- Catalan: Els dies que vindran
- Directed by: Carlos Marques-Marcet
- Written by: Coral Cruz; Clara Roquet; Carlos Marqués-Marcet;
- Produced by: Sergi Moreno; Tono Folguera; María Zamora; Stefan Schmitz;
- Starring: Maria Rodríguez Soto; David Verdaguer;
- Cinematography: Alex García
- Edited by: Óscar de Gispert; Ana Pfaff; Carlos Marques-Marcet;
- Production companies: Lastor Media; Avalon PC;
- Distributed by: Avalon
- Release dates: 31 January 2019 (IFFR); 28 June 2019 (Spain);
- Running time: 95 minutes
- Country: Spain
- Language: Catalan

= The Days to Come =

2019 film

The Days to Come (Els dies que vindran) is a 2019 Spanish drama film directed by Carlos Marques-Marcet.

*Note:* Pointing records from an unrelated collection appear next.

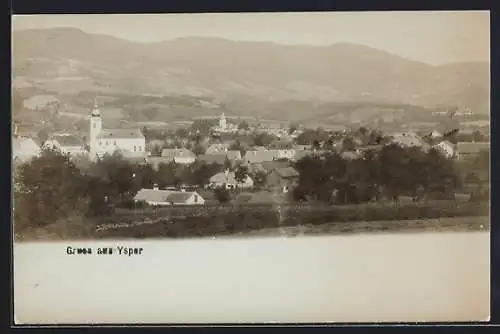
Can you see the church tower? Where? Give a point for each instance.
(95, 127)
(222, 122)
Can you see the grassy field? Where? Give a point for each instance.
(458, 224)
(268, 220)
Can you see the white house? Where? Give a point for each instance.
(157, 197)
(228, 179)
(218, 148)
(24, 149)
(224, 126)
(178, 155)
(447, 149)
(66, 144)
(408, 139)
(107, 141)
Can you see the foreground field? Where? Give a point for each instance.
(459, 224)
(409, 277)
(263, 220)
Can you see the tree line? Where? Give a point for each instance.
(390, 173)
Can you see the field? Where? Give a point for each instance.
(268, 220)
(459, 224)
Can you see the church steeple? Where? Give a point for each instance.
(95, 127)
(95, 109)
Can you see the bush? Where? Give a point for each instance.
(226, 220)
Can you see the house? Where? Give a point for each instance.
(107, 141)
(468, 150)
(228, 179)
(155, 162)
(350, 155)
(281, 144)
(218, 148)
(283, 178)
(233, 155)
(24, 149)
(209, 159)
(408, 139)
(447, 149)
(67, 144)
(269, 166)
(260, 156)
(209, 197)
(302, 147)
(178, 155)
(300, 154)
(157, 197)
(435, 134)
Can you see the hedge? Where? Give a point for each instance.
(226, 220)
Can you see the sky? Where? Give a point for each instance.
(435, 38)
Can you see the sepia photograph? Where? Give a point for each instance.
(209, 143)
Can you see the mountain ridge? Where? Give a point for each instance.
(67, 61)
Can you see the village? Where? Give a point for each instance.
(258, 164)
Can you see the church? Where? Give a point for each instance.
(224, 126)
(129, 142)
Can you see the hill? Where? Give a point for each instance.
(194, 76)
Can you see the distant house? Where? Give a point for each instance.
(67, 144)
(350, 155)
(283, 179)
(209, 197)
(209, 159)
(260, 197)
(302, 147)
(157, 197)
(228, 180)
(408, 139)
(218, 148)
(260, 156)
(178, 155)
(155, 162)
(435, 134)
(233, 155)
(468, 150)
(299, 154)
(269, 166)
(447, 149)
(281, 144)
(24, 149)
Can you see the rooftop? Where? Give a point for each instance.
(120, 134)
(67, 140)
(152, 195)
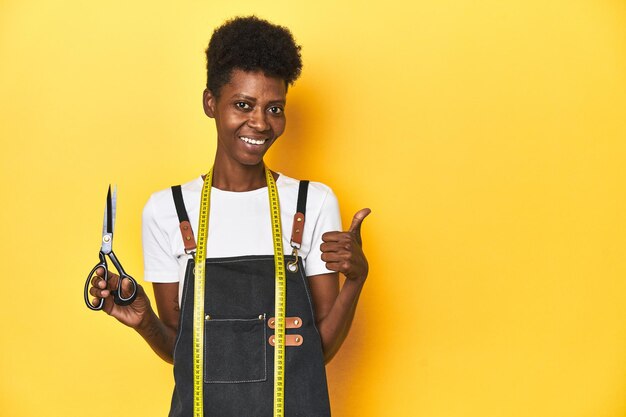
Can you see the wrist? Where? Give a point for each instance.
(147, 321)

The film is about the emotions of a couple during pregnancy and stars real-life expectant couple Maria Rodríguez and David Verdaguer.

The film was produced by Lastor Media and Avalon PC, with the participation of Movistar+, TVE, and TVC and support from ICAA and ICEC.

Distributed by Avalon, the film was theatrically released in Spain on 28 June 2019.